As an Emacs user, my use case for documentation indexes is this:

* I'm editing a Makefile.
* Hmmm what does "$*" mean again?
* Press magic Emacs key incantation ("F1 S")
* Bam the documentation for "$*" appears. Not just the right document, but with the viewpoint centred at the relevant paragraph, which is highlighted.

It's so convenient that I try to find or generate info versions of the documentation for any programming language I use frequently. So far I've managed to get bash / coreutils / awk / sed, gnu make, automake / autoconf, perl, and python manuals.

Emacs and changing documentation formats

Posted Dec 11, 2014 10:28 UTC (Thu) by dgm (subscriber, #49227) [Link] (3 responses)

I recall experiencing something similar with Turbo C, back in the 90's. It was called context help, and has been an standard feature on any IDE I have used ever since.

Emacs and changing documentation formats

Posted Dec 11, 2014 11:08 UTC (Thu) by drothlis (guest, #89727) [Link] (2 responses)

What IDE do you use at the moment, and how does its context help for Makefiles and Bash work?

Emacs and changing documentation formats

Posted Dec 11, 2014 11:24 UTC (Thu) by drothlis (guest, #89727) [Link]

To tie this back to the grandparent commenter asking "are indices really that useful?": For a language like Python the IDE can offer some degree of contextual help based on introspecting the standard library.
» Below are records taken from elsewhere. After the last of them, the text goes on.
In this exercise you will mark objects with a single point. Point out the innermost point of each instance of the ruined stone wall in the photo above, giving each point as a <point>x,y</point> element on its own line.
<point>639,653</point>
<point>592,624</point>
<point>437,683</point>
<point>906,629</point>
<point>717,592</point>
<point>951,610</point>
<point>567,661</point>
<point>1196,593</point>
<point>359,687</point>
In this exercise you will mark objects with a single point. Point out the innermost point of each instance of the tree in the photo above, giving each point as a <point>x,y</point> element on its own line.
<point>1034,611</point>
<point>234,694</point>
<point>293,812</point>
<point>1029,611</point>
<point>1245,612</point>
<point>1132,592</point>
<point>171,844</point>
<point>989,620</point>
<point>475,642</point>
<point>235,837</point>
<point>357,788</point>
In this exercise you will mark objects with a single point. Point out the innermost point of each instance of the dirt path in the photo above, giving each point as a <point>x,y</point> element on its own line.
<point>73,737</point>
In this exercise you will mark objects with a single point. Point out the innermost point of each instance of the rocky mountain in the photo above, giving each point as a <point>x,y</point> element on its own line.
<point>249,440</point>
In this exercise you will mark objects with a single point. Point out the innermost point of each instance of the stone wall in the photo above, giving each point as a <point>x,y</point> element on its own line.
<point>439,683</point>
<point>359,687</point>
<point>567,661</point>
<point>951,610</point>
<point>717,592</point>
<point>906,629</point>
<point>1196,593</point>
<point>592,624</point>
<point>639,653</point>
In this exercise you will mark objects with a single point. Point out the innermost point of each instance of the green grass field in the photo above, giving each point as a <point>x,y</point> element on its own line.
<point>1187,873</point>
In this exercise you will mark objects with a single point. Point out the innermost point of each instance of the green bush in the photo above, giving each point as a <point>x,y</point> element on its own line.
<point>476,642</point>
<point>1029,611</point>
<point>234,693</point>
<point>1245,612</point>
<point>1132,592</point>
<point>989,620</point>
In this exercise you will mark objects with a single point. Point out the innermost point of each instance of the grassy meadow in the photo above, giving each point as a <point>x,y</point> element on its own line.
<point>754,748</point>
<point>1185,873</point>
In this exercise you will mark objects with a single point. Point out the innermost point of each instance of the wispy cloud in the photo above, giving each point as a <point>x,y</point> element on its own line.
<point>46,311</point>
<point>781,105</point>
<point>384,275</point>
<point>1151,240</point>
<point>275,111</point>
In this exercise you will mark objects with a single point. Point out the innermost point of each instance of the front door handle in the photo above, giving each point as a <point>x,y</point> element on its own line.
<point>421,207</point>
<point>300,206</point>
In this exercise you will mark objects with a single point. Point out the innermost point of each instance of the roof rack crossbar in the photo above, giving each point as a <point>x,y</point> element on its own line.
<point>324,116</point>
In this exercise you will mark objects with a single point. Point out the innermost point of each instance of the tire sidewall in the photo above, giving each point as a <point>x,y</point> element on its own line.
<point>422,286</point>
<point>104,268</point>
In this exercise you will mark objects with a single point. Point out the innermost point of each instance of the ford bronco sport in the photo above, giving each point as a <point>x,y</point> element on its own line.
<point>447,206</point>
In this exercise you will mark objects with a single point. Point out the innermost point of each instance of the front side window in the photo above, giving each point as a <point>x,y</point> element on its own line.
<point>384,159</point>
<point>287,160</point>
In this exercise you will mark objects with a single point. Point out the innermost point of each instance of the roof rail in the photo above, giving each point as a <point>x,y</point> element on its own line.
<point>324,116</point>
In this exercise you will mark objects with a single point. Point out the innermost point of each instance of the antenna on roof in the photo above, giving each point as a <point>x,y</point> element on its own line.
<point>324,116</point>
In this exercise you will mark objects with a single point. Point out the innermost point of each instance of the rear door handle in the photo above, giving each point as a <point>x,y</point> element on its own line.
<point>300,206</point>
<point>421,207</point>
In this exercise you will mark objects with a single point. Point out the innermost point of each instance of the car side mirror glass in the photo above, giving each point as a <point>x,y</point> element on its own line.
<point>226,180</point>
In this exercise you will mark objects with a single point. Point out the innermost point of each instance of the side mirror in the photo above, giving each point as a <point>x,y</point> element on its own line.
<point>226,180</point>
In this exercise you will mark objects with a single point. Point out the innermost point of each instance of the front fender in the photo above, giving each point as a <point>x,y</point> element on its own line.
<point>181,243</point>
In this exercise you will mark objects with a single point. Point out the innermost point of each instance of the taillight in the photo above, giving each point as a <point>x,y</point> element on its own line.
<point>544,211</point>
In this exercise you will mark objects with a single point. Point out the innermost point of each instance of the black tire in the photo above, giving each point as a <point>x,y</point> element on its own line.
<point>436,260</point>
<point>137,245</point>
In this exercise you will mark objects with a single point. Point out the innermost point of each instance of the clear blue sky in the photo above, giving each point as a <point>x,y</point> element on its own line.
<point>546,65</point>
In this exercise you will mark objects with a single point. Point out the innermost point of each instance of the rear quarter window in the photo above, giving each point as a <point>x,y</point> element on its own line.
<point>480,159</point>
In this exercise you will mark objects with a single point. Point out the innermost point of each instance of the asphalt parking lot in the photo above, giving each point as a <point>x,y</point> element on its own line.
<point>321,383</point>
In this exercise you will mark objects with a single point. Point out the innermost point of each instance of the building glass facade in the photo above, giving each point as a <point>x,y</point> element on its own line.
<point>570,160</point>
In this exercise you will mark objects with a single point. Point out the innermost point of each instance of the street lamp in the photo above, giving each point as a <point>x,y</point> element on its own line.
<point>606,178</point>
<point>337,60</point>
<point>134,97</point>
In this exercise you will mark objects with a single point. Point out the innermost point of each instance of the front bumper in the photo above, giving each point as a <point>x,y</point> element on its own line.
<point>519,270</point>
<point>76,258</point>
For Bash, Make, C++, and many others, this isn't possible so you need indexed documentation.

Furthermore, indexed documentation gives you things that introspection doesn't -- I often find myself looking up the documentation for Python keywords, standard exception hierarchy, etc etc etc. None of which I can get from ipython's contextual help, at least.

Emacs and changing documentation formats

Posted Dec 11, 2014 15:11 UTC (Thu) by nix (subscriber, #2304) [Link]

I use Emacs, of course. Its context help for makefiles and bash... well, if they were usefully parsable, it would use their Info manuals (since of course they have Info manuals). They're not, so I have to open the manuals myself and hit 'i' to look in the index. The horror!

Emacs and changing documentation formats

Posted Dec 12, 2014 4:00 UTC (Fri) by sadboy (guest, #94691) [Link]

> Are indices really that useful for a computer-based display format? Computers, unlike dead-tree based documentation, have this thing called "search" or "find", commonly accessible with "/" or "[ctrl]+f". Some of them even have regex-based find capability. I don't think I've needed to use an index for online documentation in about a decade.

Searching is a terribly inefficient method of reading documentation. Imagine searching through a million page document with ten thousand references to 'foo', for that one definition of 'foo'.

Additionally indices have auto-completion which will give you a quick list of potentially relevant terms.